RC: I'd like to challenge healthcare executives on their belief that they have enough data, reports and analytics — and have them ask themselves what happened, why and what will happen. Question your assumptions about processes and metrics. Most health system/hospital executives believe they have the information needed to accurately measure performance. In many areas of the hospital, they do. But in others, the traditional metrics used to monitor performance have hospitals executives focusing on the wrong areas and many times unable to determine why something is happening. For example, a low private payer denial rate is not an indicator of good financial performance. But many health systems still measure and reward staff based on keeping a low denial rate. A low denial rate is not a sign of appropriate reimbursement and good payer relationships but may be the result of utilization management nurses acquiescing to payers and making most cases observation. Question the status quo and ask why. 

Q: What keeps you excited and motivated to come to work each day?

RC: What motivates me is the fact that we are giving hospital executives insights into both clinical and financial operations that they have never seen before and that they are able to act upon. Up to now, it has been the standard for clinical information to reside in one silo and finance in another. Combining the data is a game changer. Nothing is more satisfying than hearing an experienced CFO say to me: "I have never seen information like this," and then seeing those insights translated into meaningful change.

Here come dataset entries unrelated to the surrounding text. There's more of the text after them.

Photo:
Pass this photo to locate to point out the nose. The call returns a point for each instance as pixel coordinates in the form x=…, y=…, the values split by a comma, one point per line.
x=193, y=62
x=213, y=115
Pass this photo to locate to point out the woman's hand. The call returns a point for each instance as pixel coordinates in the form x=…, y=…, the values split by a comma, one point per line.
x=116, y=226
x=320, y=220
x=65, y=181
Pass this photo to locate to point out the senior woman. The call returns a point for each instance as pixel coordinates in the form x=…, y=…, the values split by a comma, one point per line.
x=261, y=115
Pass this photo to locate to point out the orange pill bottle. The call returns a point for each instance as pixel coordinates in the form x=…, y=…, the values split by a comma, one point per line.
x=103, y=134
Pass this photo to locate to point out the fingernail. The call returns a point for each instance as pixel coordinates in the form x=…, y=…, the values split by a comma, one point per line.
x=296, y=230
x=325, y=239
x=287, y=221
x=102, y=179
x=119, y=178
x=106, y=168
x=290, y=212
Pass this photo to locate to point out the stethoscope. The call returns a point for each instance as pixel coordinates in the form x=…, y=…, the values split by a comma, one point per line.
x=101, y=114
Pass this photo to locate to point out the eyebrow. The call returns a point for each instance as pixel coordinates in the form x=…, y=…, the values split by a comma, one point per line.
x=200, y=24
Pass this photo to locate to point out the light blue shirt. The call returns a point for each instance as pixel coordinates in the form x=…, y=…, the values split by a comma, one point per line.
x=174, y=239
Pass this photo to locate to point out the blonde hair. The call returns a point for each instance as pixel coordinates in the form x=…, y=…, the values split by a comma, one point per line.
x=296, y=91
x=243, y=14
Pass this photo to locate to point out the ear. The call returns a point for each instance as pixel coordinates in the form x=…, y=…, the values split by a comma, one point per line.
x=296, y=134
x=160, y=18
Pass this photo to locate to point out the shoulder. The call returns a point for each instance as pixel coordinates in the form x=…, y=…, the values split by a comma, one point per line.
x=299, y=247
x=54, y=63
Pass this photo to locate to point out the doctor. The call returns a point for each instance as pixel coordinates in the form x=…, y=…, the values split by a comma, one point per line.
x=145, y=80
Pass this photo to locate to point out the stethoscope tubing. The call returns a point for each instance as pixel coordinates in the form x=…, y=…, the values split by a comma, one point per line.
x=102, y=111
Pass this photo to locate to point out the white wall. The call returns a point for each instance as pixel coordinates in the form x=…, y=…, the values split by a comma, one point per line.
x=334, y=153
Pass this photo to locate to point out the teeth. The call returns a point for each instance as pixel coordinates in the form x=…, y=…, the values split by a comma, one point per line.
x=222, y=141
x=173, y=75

That change might be safeguarding revenue, improving compliance, or streamlining operations, but it's change that we are a part of — and that is what motivates me to come to work every day.

 Q: How can hospital executives and physicians ensure they're aligned around the same strategic goals?

RC: This can be a real challenge. For the most part, hospitals and physicians are already aligned in wanting to provide patients with the highest quality care they can.  However, hospitals and physicians have different contracts and incentives with the payers, often putting them at odds. This problem is magnified when the payer or its subsidiary owns the physician group.  It is important for hospital executives to understand what physicians are driving contract underperformance and understand the drivers of that underperformance. Then, they need to sit down with the physician and the payer to create processes that are equitable and acceptable to all parties. I know that sometimes physicians can be frustrating — I'm one of them — but I'm careful never to blame them for merely optimizing their own contracts.  The key is to understand their incentives, and if they conflict with hospital incentives to work it out with all parties at the table.